A majority of Africans say they “feel close to” a political party and believe multiple parties are needed to give voters a genuine choice, but fewer than half trust parties even “somewhat.”
These findings, based on 2014/2015 surveys in 36 African countries, were shared by Afrobarometer Executive Director E. Gyimah-Boadi at the Consultative Workshop of the Department of Political Affairs of the African Union Commission’s Political Party Program in Accra.
Political parties are an essential element of a well-functioning democracy, Gyimah-Boadi argued, but earning popular trust – and thus greater legitimacy and better prospects for a country’s democratic consolidation – remains a challenge.
Almost two-thirds (63%) of Africans endorse multiparty competition as essential to give citizens choices in who governs them (Figure 1). North Africa is the only sub-region where fewer than half (49%) of citizens hold this view.
Across 16 countries tracked since 2002, support for multiparty democracy has increased by 11 percentage points.
A majority (56%) of Africans say they “feel close to” a political party in their country.
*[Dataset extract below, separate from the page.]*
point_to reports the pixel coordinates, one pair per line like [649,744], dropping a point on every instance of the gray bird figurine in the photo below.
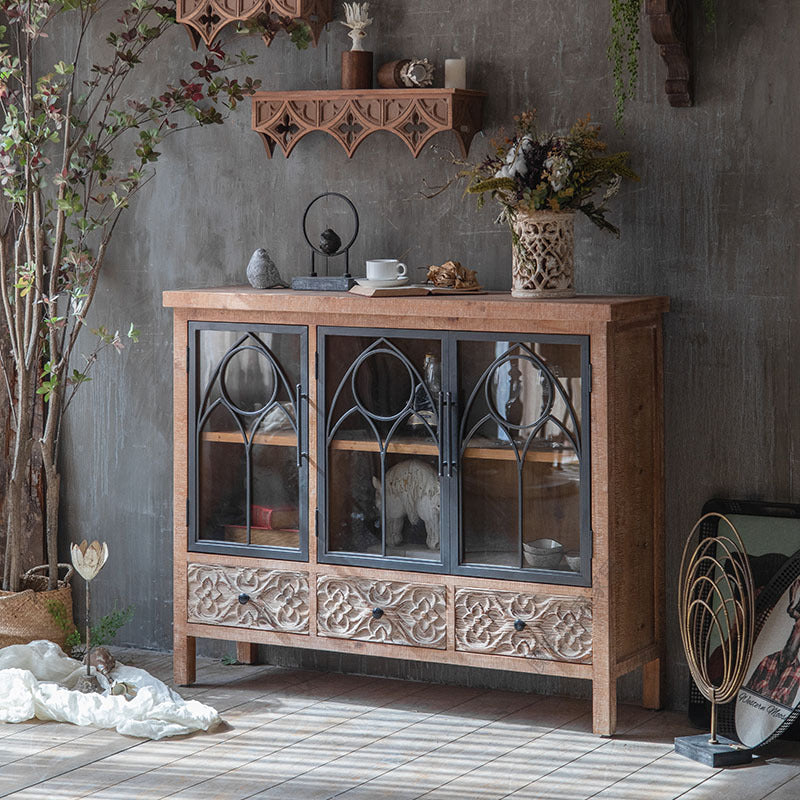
[262,272]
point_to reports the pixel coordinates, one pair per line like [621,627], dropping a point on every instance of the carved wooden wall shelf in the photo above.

Across 16 countries tracked since 2002, this proportion increased by 7 percentage points between 2002 and 2015.
Fewer than half of Africans say they trust ruling parties (46%) and opposition parties (36%) “somewhat” or “a lot,” placing political parties at or near the bottom of a list of institutions and leaders in popular trust.
Across 16 countries tracked since 2002, trust ratings improved by 18 percentage points for opposition parties but only marginally (4 points) for ruling parties.
Afrobarometer is a pan-African, non-partisan research network that conducts public attitude surveys on democracy, governance, economic conditions, and related issues across more than 35 countries in Africa. Six rounds of surveys were conducted between 1999 and 2015, and Round 7 surveys (2016/2018) are currently underway.
Afrobarometer conducts face-toface interviews in the language of the respondent’s choice with nationally representative samples, which yield country-level results with a margin of error of +/-2% (for a sample of 2,400) or +/3% (for a sample of 1,200) at a 95% confidence level.